Reliability of a Contamination-Detection Sensor Network in Water Distribution Systems during a Cyber-Physical Attack

Abstract

The vastness of water distribution systems (WDS) makes them vulnerable to exposure to different types of accidental/intentional contamination. Although most such contamination events that occurred in the recent past were accidental, criminal intent was involved in a few. Considering the accessibility of WDS and the potentially harmful outcomes of drinking-water contamination, online water-quality monitoring sensors are typically positioned in selected locations throughout WDS as a preventive strategy.

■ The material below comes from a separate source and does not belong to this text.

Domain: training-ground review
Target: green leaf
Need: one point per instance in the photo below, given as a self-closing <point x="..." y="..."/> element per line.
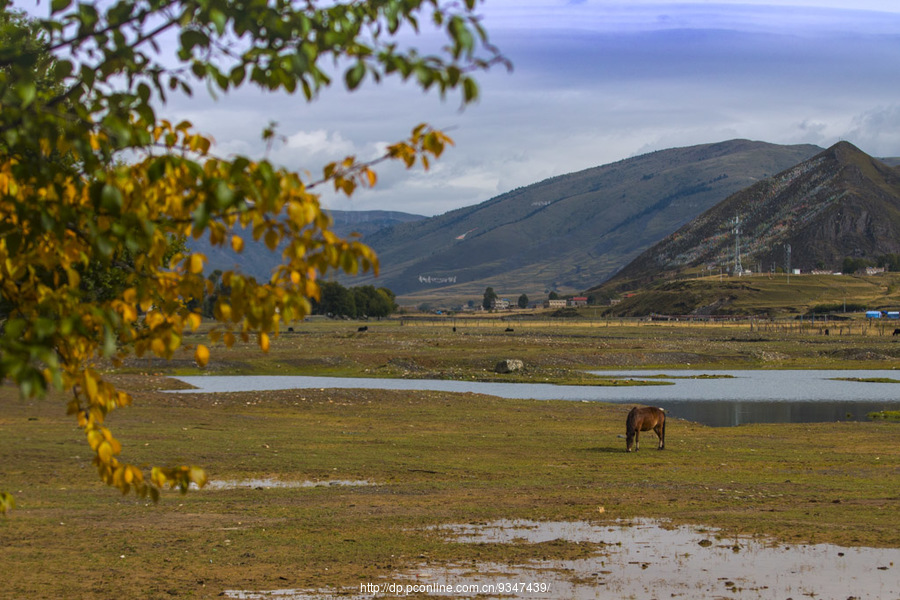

These sensors, once positioned, communicate over a cyber-infrastructure layer and are liable to cyber-physical attacks—the sensor and/or its communication system becoming compromised or the sensor network becoming malfunctioned such that part of its components is deactivated. However, the sensor network placement state-of-the-art has thus far overlooked these cyber-physical attack scenarios. The current study attempts to overcome this limitation in the state-of-the-art by developing and demonstrating a methodology for evaluating the impact of a cyber-physical attack on a sensor network, compromising its functionality partially. Our proof-of-concept, using a simple network and a straightforward cyber-physical attack scenario, has revealed the vast potential of examining the performance of sensor networks under accidental/intentional malfunctioning and providing valuable information for decision makers in water utilities and regulators.